Tenon is not just an API
While we’ve been very adamant about our “API first” philosophy, that doesn’t mean we’re “API only” and this is the most important distinction between Tenon and the other products we’re often compared to. Tenon’s goal is to become a singular, holistic toolset for accessibility that can be used by all members of your team. This contrasts the “libraries” pretty significantly and the difference is critical. While a library can add a lot of power to developer tooling, it does nothing for content, QA, or compliance. Tenon’s unique approach starts with the API and builds everything around that.
Web-based system
The web-based interface you interact with on Tenon.io provides the ability to create and edit projects, set up default API settings at both the account & project level, store & retrieve test history, and access high level statistics across the account as a whole or for a specific project. As Tenon grows as a project, more and more features will be added based on customer feedback and demand, allowing the web-based features to support testing and compliance efforts. This includes upcoming features like a Reports API, a Projects API, and a Spider.
API Differences
Tenon’s Test API allows for the testing of either document source or a URL and accepts over a dozen request parameters that allow you to fine-tune what Tenon tests for. Want only WCAG Level A issues? Use the level
parameter. Want to test your responsive designs? Pass the appropriate breakpoint value to the viewportwidth
parameter.
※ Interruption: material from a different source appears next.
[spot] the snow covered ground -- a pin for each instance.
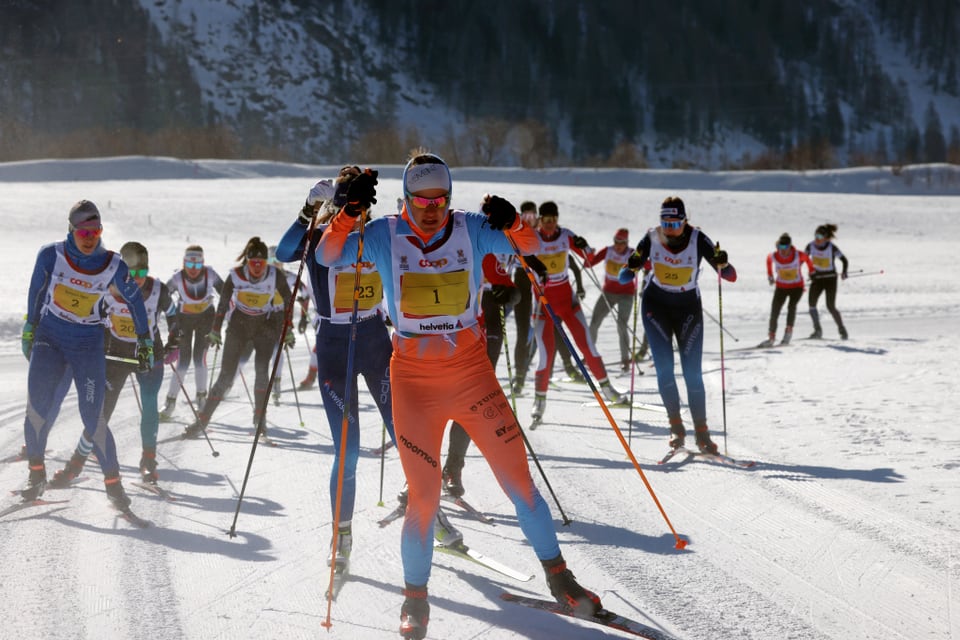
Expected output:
(847, 527)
The vast array of test options means there are scores of different ways you can customize how Tenon tests.
Integrations
Whether you’re looking to put accessibility testing into the hands of developers, content authors, QA analysts, or executives, Tenon is the only tool that provides end-to-end coverage. In fact, Tenon was the first accessibility testing product integrated into Visual Studio, the first into WordPress, the first into Silverstripe, and the first into Drupal. We have Node Modules, Grunt & Gulp plugins, PHP classes, Ruby Gems, and Python wrappers. As a result, Tenon can be integrated quickly into systems like Github, Jira, Jenkins, Protractor, Selenium, and more with minimal effort. All of this means that Tenon is the easiest tool to integrate into existing tools and workflows.
Continued improvement
While the testing rules that exist in the various libraries tend to be quite good, their rate of growth and improvement is sometimes very slow or even stagnant. Tenon’s rate of growth is constant, as demonstrated by our change log.
Support
Nobody matches Tenon’s support. With the various free libraries, you’re likely left with little to no direct support. Some of the free libraries have open issues reported by their users over 2 years ago with no response. Tenon’s users can get live chat support directly from the Tenon team. Even Free Trial users get quick responses to support questions. We are far more responsive to our users than any other accessibility product company, free or paid. If you point out an issue, we will log an issue in our Jira instance and even tell you the Issue ID so you can come back and ask about it later.
Product Direction
We started Tenon in order to revolutionize the way accessibility testing is done. We started with the test API as the backbone, but we haven’t stopped there. Tenon’s features – the ecosystem – continues to grow constantly. We’ve closed almost 1600 Jira tickets, merged in over 220 Pull Requests, created 160 accessibility tests, and continually add new features. As time goes on you can expect more from us in our quest to become the most flexible, robust, and comprehensive web accessibility product on the market.
We invite you to come along for the ride as we fulfill this goal.